Par requête en date du 23 septembre 2002, monsieur Sylla, avocat à la Cour d’appel de Paris, de nationalité sénégalaise, saisissait le président de la Cour d’appel de Dakar aux fins d’infirmation de la décision implicite de rejet de sa demande d’inscription au grand tableau de l’Ordre des avocats du Sénégal. Par le présent arrêt, la Cour d’appel déclare le requérant mal fondé eu égard à l’article 16 de la Loi 84-09 du 4 janvier 1984. Ainsi, la Cour donne raison au Conseil de l’Ordre qui soutient que Me Sylla ne remplit pas les conditions légales requises pour y prétendre eu égard à trois raisons. Que d’abord le Capa français ne peut même pas lui permettre une inscription sur la liste de stage en l’absence d’une procédure nationale d’admission en équivalence d’un pareil diplôme par rapport au certificat d’admission à l’examen d’aptitude au stage du barreau qui tient lieu de Capa au Sénégal. Qu’en second lieu, le requérant n’est pas titulaire d’un certificat de stage délivré par le Bâtonnier de l’Ordre des avocats et celui délivré par le Bâtonnier d’un barreau étranger ne saurait y suppléer. Qu’enfin que le requérant exerce la profession d’avocat en France ne lui permet pas de se prévaloir de conventions de réciprocité d’établissement entre l’Etat français et celui du Sénégal.
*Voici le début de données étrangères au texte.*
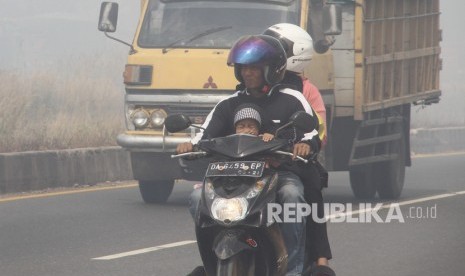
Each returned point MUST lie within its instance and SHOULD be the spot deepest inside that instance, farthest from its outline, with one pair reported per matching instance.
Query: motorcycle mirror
(178, 122)
(303, 121)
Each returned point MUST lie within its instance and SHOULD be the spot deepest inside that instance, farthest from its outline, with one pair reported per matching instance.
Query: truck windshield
(210, 24)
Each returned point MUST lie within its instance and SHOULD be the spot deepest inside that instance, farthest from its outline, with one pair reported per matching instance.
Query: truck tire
(390, 175)
(155, 191)
(362, 182)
Au-delà du Droit, de sa malléabilité ou de sa dureté, dura lex. Sed lex. Par la pauvreté de l’argumentaire dont la Cour d’appel fait sienne, cet arrêt traduit sur un autre plan, la tragique comédie de la survivance sous l’ère de l’alternance d’un positionnement clientéliste frileux et discriminatoire à l’heure où la reconnaissance des diplômes et des compétences est acquise en Europe dont on singe la démocratie, à l’heure où certaines politiques tiersmondistes appellent au retour au pays des compétences des immigrés.
1 Faux problème de l’équivalence.
Ainsi, en rendant sa décision, la Cour d’appel opte pour une interprétation critiquable dont le fondement semble reposer sur un parallélisme entre l’exercice de la profession d’avocat suite à la réussite à un examen et la possession du Capa. Elle semble oublier que les titulaires du Capa français doivent, préalablement à l’examen d’entrée au Barreau, suivre une formation d’une année dans un institut d’études judiciaires. Ensuite seulement, ils peuvent subir le concours d’entrée au centre régional de formation professionnelle des avocats durant une année ponctuée de stage en cabinet, juridiction et services judiciaires, conclue par un examen de sortie et la possession du Capa. Ainsi débutent ils leurs carrières en tant que stagiaires pendant deux ans sous la direction d’un maître de stage avant d’être inscrits sur le grand tableau.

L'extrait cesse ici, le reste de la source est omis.